While some Sierra Leoneans believe that the continual spread of the Ebola Virus is a by-product of government’s lackadaisical and insincere attitude, its hypocritical nature about the root cause, and the hitherto political imbroglio within the Ministry of Health and Sanitation, the main cause of the continual spread of the virus in Sierra Leone still remains a closed book to the vast majority. The Ebola Virus is more than just a virus, it is like a plague, and there is no man that can arrest a plague.

It is glaring that mechanisms employed by the government against the Ebola Virus have not achieved much since the start of the outbreak in May. This is aptly because hospitals in the country are underequipped. Health workers are poorly motivated. There is a brain drain in the health sector. The sophisticated nature of the Ebola Virus has left health personnel in the country in uttermost bewilderment. This is why medical personnel are often overpowered and subsequently bow to the superior power of the Ebola Virus.

The virus has continued to ravage the country, bringing governance, political, economic and social activities to a halt. This is because the coordination and management of the disease was not well planned from the onset by government. The socio-economic consequence is yet to be quantified but it’s better imagined. Government can no longer guarantee the safety of lives in certain districts of the country. Threats of contracting the virus are echoing all over the place. People are fleeing in opposing directions to avoid contracting the virus. No one knows when or how the madness of the Ebola Virus will end. It is sure a failure of the health system in the nation.

While I do not out rightly condemn the strategy by the government, the way out for government is to put the capacity of the various health institutions to more tasks and make lesson of those who have surreptitiously circumvented and sabotaged government efforts in curtailing the continual spread of the virus.

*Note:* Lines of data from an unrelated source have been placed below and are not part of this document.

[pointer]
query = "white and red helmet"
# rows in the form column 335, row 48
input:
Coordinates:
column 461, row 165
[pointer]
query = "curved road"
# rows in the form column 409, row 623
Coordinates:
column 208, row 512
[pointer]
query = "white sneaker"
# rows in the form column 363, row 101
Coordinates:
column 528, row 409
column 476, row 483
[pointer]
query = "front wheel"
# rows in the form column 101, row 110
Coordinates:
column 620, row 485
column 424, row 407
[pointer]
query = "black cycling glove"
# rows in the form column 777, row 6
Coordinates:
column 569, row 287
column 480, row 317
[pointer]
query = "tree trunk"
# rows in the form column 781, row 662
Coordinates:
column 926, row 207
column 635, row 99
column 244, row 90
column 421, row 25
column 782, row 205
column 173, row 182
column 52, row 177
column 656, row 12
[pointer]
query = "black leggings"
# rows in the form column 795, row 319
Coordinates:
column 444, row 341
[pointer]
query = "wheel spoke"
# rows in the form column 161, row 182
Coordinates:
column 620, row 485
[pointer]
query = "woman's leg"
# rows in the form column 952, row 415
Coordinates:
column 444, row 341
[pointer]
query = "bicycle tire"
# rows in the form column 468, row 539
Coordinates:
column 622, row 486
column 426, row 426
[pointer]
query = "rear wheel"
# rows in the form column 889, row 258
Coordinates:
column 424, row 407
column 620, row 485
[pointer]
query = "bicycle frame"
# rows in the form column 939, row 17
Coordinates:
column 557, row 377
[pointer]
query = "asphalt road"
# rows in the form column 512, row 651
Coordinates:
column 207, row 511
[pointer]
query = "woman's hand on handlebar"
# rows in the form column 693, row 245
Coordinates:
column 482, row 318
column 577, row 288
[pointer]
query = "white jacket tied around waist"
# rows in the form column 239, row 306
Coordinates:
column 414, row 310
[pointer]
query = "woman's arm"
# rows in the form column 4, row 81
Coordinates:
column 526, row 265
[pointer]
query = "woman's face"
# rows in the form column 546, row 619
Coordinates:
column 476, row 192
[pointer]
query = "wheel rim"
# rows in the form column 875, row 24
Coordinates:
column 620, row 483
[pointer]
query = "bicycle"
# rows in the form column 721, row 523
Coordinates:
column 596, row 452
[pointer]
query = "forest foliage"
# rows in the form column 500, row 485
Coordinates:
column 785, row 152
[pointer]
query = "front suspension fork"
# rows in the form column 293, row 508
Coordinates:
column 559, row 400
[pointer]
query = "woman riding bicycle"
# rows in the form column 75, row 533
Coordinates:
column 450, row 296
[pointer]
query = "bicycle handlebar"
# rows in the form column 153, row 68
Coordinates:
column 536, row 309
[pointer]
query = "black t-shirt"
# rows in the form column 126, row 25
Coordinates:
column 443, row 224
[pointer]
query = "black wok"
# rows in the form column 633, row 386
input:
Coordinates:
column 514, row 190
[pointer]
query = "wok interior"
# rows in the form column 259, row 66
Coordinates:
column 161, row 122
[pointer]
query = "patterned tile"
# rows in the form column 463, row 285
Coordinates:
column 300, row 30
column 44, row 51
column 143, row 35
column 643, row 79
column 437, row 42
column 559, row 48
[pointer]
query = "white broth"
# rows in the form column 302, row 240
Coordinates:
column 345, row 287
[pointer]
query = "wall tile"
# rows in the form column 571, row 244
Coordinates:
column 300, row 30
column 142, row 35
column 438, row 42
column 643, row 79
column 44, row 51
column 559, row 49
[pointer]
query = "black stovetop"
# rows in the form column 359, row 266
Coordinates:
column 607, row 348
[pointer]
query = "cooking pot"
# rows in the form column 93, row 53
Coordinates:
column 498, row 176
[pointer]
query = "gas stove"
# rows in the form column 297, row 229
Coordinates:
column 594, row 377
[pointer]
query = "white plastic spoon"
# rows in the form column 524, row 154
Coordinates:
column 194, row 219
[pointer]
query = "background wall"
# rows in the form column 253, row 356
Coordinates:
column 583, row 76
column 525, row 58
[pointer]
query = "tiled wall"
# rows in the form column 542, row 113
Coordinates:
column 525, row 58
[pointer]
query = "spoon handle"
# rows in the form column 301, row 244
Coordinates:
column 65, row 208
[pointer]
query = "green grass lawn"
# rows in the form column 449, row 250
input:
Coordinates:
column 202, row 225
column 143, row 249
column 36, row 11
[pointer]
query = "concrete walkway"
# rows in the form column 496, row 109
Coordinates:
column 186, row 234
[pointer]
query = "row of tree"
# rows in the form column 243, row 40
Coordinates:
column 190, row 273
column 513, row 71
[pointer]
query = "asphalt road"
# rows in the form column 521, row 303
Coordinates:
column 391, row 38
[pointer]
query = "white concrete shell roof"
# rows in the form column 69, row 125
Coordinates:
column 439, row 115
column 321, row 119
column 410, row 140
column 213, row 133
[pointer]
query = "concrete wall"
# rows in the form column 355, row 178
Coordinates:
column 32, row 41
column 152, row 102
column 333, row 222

I still hold the view that one best way of taming the Ebola Virus in the country is for government to find a way of educating the masses, creating a massive awareness not just in the electronic media, but also in the print media – this will give Sierra Leoneans new orientations and open their eyes to the modern realities of the disease. Adequate funds should be made available to health workers who are in the frontline in the fight against the disease through the Health and Sanitation Ministry. Government should build a robust health system and make it be at par with its counterparts in the developed nations. I would implore President Koroma to embark on these quickly alongside training and retraining of health workers across the country.

Furthermore, all stakeholders in the country must sit down to discuss and proffer solutions, whilst they lay aside their personal, political positions, differences and interests. They have to come together and address the menace of the Ebola Virus. Failure to do this might make the situation spiral out of control. The incredibly devastating impact will probably bring the country to a halt. We do hope primordial sentiments will not prevail over exigency.